14 h Full videoconferencing

Characterising last millennium climate variations using new statistical methods: Paleoclimate reconstructions and integration within a general circulation climate model.

Climate variability strongly impacts our lives in many ways. The observed growth in global temperatures, forced by anthropogenic greenhouse gases emissions, has experienced of period of hiatus between 1998 and 2012. Causes at the origin of such a sequence are subject to intensive scientific controversies, notably concerning the relative roles of climate variability intrinsic to the climate system and external radiative forcings. In order to address this questions, it is necessary to better understand decadal modes of variability resulting from the global scale organisation of the climate system. However, the only 150 years of instrumental observations are not enough to rigorously caractérise their nature, variability and dynamics.
This thesis aims at improving our knowledge of multidecadal climate variability by producing reconstructions of climate indices and grids over the last millennium. For doing so, up-to-date statistical methods are used, namely machine learning technics, which are applied to paleoclimate data coming from natural archives (tree rings, ice cores..). The recently developed PAGES 2k database provides more than 700 of these records, and will thus be abundantly used for training the proposed statistical models.
Objective mathematical metrics show that a non linear technique, namely the random forest, generally produces more robust results than the usual linear technics. We thus use the random forest method to reconstruct variations of the preferential mode of North Atlantic sea surface temperatures (SST) de l'Atlantique Nord, namely the Atlantic Multidecadal Variability (AMV), which is notably related to the Atlantic Meridional overturning circulation (AMOC). This reconstruction suggests that changes in this circulation, which occured at the end of the 12th century, has probably been the catalyser of an early onset of the little ice age, a relatively cold period of the last millennium. The strong volcanic activities from the 13th, 15th and 19th centuries have nevertheless been identified as the main causes of the little ice age extension, which reached its climax during the 19th century. Moreover, according to dynamical systems theory, recent changes in the AMV variability constitute an early warning signal of an income tipping point in the AMOC.

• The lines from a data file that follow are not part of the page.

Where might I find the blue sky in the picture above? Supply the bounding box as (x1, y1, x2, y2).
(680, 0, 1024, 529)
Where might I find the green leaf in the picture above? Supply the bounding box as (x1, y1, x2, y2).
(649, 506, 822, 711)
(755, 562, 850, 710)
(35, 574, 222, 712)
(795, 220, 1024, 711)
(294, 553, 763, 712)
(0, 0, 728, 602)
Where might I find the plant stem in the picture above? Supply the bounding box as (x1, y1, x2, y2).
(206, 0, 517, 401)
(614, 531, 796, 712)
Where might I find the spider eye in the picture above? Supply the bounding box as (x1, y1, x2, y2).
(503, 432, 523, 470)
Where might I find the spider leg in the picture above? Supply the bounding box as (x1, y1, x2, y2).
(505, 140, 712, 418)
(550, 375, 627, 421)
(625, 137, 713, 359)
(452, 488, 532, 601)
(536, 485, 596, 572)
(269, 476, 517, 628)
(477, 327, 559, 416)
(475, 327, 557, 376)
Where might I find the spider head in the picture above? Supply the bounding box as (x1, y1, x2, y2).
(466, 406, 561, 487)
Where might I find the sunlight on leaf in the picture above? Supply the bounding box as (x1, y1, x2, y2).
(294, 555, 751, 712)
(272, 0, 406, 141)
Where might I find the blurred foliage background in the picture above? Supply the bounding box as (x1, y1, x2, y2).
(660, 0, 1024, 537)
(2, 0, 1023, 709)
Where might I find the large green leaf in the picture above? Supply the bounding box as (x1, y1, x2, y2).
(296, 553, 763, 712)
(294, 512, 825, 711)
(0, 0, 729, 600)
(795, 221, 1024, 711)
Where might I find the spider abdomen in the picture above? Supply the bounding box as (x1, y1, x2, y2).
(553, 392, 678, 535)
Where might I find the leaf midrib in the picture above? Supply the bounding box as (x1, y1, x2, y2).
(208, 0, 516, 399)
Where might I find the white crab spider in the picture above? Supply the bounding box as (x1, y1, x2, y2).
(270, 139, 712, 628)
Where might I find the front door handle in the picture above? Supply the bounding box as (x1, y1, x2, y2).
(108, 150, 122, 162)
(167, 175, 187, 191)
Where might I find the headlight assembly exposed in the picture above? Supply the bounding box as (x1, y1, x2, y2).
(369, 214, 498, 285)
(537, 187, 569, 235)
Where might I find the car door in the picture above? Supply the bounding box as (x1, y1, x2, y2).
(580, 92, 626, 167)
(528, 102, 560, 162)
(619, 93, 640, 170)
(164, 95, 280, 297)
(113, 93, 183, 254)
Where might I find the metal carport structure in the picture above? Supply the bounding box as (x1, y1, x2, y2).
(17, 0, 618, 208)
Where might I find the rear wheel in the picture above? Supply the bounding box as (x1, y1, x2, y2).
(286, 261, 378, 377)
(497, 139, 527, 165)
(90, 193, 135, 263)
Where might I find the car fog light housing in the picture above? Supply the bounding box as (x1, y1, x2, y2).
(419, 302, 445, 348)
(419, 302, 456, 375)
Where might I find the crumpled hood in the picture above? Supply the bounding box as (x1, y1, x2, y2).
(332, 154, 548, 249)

A gridded SST reconstruction over the last millennium has also been produced using the random forest method. This reconstruction shows that positive phases of AMV are likely to drive, after about a decade, a negative phase of the preferential mode of Pacific SST, namely the Interdecadal Pacific Variability. Since observation show that the 1998-2012 hiatus period exactly match with a long term negative phase of the AMV, these results suggest that the AMV is one of the main drivers of such hiatus periods. In line with the assumption of an AMOC weakening deduced from spectral properties of the reconstructed AMV this grid also suggest that the AMOC has reached an unprecedented low level of intensity, since at least 850 C.E.
Finally, the same gridded reconstruction has been assimilated using SST nudging method within the IPSL-CM5A2-LR general circulation model. While the simulation fairly reproduce the observed temperatures and paleo-temperatures, the nudging method seems to be less efficient than more complex data assimilation technics, such as Kalman filtering. Moreover, the simulated AMOC in this reanalyses does not correspond to the one obtained from statistical reconstructions, which might be due to the fact that salinity largely influence ocean surface layers densities, and thus to force oceanic convection and the AMOC.  Assimilating surface salinity data thus seems essential to correctly reproduce last millennium AMOC variability using a general circulation model.